Otto Alencar oferece remédio a Rogério Marinho durante discussão sobre fim da escala 6x1
Presidente da CCJ ironizou o senador do PL após discussão durante análise da proposta, que teve votação temporariamente suspensa por pedido de vista da oposição

Foto: Edilson Rodrigues/Agencia Senado/ Carlos Moura/Agência Senado
O presidente da Comissão de Constituição e Justiça (CCJ) do Senado, Otto Alencar (PSD-BA), ofereceu Lexotan ao senador Rogério Marinho (PL-RN) durante a sessão desta quarta-feira (2), em meio a uma discussão sobre a Proposta de Emenda à Constituição (PEC) que prevê o fim da escala 6x1. A troca de farpas ocorreu em tom de brincadeira, depois que Marinho pediu uma questão de ordem e elevou o tom durante o debate.
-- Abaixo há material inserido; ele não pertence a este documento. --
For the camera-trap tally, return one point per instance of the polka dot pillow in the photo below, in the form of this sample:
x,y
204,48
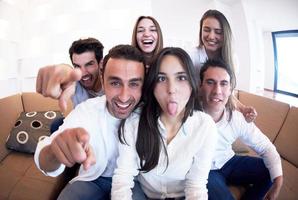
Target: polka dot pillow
x,y
30,128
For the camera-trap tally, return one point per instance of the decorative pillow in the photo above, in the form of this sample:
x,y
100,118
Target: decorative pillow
x,y
30,128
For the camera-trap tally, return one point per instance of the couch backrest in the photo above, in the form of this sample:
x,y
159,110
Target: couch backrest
x,y
10,108
287,139
36,102
271,113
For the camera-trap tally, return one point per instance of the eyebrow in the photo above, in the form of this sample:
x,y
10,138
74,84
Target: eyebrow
x,y
211,79
178,73
130,80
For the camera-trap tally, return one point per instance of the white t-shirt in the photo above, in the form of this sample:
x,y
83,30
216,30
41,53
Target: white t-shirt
x,y
190,154
94,117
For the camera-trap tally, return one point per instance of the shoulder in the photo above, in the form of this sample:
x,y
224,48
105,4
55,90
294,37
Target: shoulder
x,y
200,120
“Eu estou passando para Vossa Excelência. Vossa Excelência está muito nervoso hoje. Eu trouxe até Lexotan, se o senhor quiser. Quer o Lexotan?”, disse Otto. Na sequência, o senador baiano afirmou que também havia levado outros medicamentos. “Se quiser Lexotan, eu lhe dou agora. Eu me preocupei, eu trouxe hoje Lexotan, Adalat sublingual para pressão alta e Isordil para infarto. Está tudo no bolso. Se Vossa Excelência quiser, eu sirvo agora mesmo”, afirmou.
O senador Zequinha Marinho (Podemos-TO) entrou na conversa e acrescentou, também em tom de ironia: “Uma bandinha de Rivotril, não é, presidente?”. Rogério Marinho encerrou a troca dizendo que o cardápio oferecido por Otto era variado, “para muitos gostos”. O Lexotan é um medicamento de uso controlado, à base de bromazepam, indicado para determinadas condições de ansiedade e que pode causar dependência.
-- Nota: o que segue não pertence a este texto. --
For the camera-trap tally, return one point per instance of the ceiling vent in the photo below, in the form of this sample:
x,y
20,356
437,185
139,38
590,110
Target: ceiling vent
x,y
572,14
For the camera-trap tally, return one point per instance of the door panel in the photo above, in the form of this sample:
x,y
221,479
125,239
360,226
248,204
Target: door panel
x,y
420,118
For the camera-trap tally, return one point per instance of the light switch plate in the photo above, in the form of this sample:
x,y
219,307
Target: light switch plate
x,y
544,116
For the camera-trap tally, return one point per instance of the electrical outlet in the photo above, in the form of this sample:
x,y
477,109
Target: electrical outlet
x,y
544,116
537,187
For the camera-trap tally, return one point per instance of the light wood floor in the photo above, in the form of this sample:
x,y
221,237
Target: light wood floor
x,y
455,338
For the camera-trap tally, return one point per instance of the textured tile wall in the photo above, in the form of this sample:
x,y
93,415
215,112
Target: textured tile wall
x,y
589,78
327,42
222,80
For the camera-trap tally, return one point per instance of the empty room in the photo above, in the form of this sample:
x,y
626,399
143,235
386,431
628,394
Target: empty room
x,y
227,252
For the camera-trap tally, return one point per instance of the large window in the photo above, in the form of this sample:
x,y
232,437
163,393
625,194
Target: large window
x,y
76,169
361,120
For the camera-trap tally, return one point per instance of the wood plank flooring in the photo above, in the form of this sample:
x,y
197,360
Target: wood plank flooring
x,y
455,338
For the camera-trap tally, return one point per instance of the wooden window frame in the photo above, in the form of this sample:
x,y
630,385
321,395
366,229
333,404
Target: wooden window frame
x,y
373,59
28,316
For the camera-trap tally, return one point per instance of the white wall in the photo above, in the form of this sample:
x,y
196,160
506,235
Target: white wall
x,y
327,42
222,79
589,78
O episódio ocorreu durante uma sessão marcada por momentos de tensão entre parlamentares governistas e da oposição. Rogério Marinho acusou o relator da PEC, Omar Aziz (PSD-AM), de adotar uma postura antidemocrática ao não permitir que a proposta defendida pela oposição fosse debatida simultaneamente com o texto em análise na comissão. Para Marinho, a falta de discussão entre as duas alternativas prejudicaria o debate sobre a redução da jornada de trabalho.
Otto Alencar rebateu a crítica e afirmou que não havia descumprido o regimento da Casa. Segundo o presidente da CCJ, a decisão de colocar a proposta em análise no colegiado havia sido tomada pelo presidente do Senado, Davi Alcolumbre (União Brasil-AP). A discussão continuou com pedidos de questão de ordem de Marinho, do senador Randolfe Rodrigues (PT-AP) e da senadora Eliziane Gama (PT-MA), levando Otto a acionar a campainha do plenário para tentar conter os ânimos.
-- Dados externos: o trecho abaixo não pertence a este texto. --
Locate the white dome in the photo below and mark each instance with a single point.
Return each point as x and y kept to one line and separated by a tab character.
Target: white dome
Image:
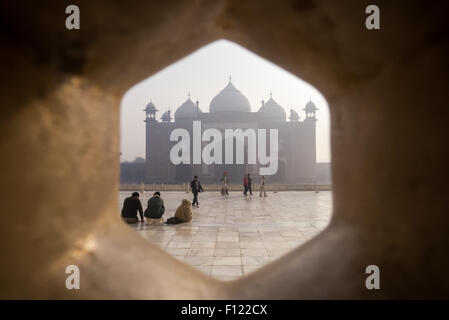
230	100
188	110
271	109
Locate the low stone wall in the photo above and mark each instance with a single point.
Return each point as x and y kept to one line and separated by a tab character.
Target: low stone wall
217	187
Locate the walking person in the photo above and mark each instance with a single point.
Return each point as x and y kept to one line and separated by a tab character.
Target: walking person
250	188
245	185
196	187
155	209
224	184
262	187
132	206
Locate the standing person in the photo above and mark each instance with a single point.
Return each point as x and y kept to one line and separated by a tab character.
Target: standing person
182	214
132	206
262	188
155	209
224	184
250	188
196	187
245	185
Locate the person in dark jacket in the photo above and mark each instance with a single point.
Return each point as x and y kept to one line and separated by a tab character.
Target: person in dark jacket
196	187
155	209
132	206
245	185
250	187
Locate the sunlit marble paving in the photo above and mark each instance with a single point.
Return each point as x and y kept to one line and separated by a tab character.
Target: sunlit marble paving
232	236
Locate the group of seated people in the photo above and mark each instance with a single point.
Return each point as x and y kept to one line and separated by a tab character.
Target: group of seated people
132	211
A votação da PEC acabou sendo suspensa temporariamente depois que parlamentares da oposição pediram mais tempo para analisar o texto. Otto concedeu uma hora de vista, e a comissão poderá retomar a análise ainda nesta quarta-feira. O relatório apresentado por Omar Aziz manteve integralmente o texto aprovado pela Câmara dos Deputados e rejeitou as 35 emendas apresentadas.
A proposta estabelece a redução gradual da jornada semanal de trabalho de 44 para 40 horas, sem redução salarial. Após 60 dias da promulgação, a jornada passaria para 42 horas semanais, com dois dias de descanso. Depois de um ano, o limite seria reduzido para 40 horas. O texto também prevê que, preferencialmente, um dos dias de folga seja o domingo, mantendo o limite de oito horas diárias de trabalho.
A discussão ocorre em meio à reação de representantes do setor produtivo baiano. Na segunda-feira (31), presidentes da Fecomércio-BA, Fieb, Faeb e Fetrabase alertaram para possíveis prejuízos a diferentes segmentos da economia caso a PEC seja aprovada sem uma discussão mais ampla com a sociedade. A mobilização faz parte da campanha nacional “Agora Não”, lançada pela Confederação Nacional do Comércio (CNC), que defende um debate mais aprofundado sobre os impactos da mudança na jornada de trabalho.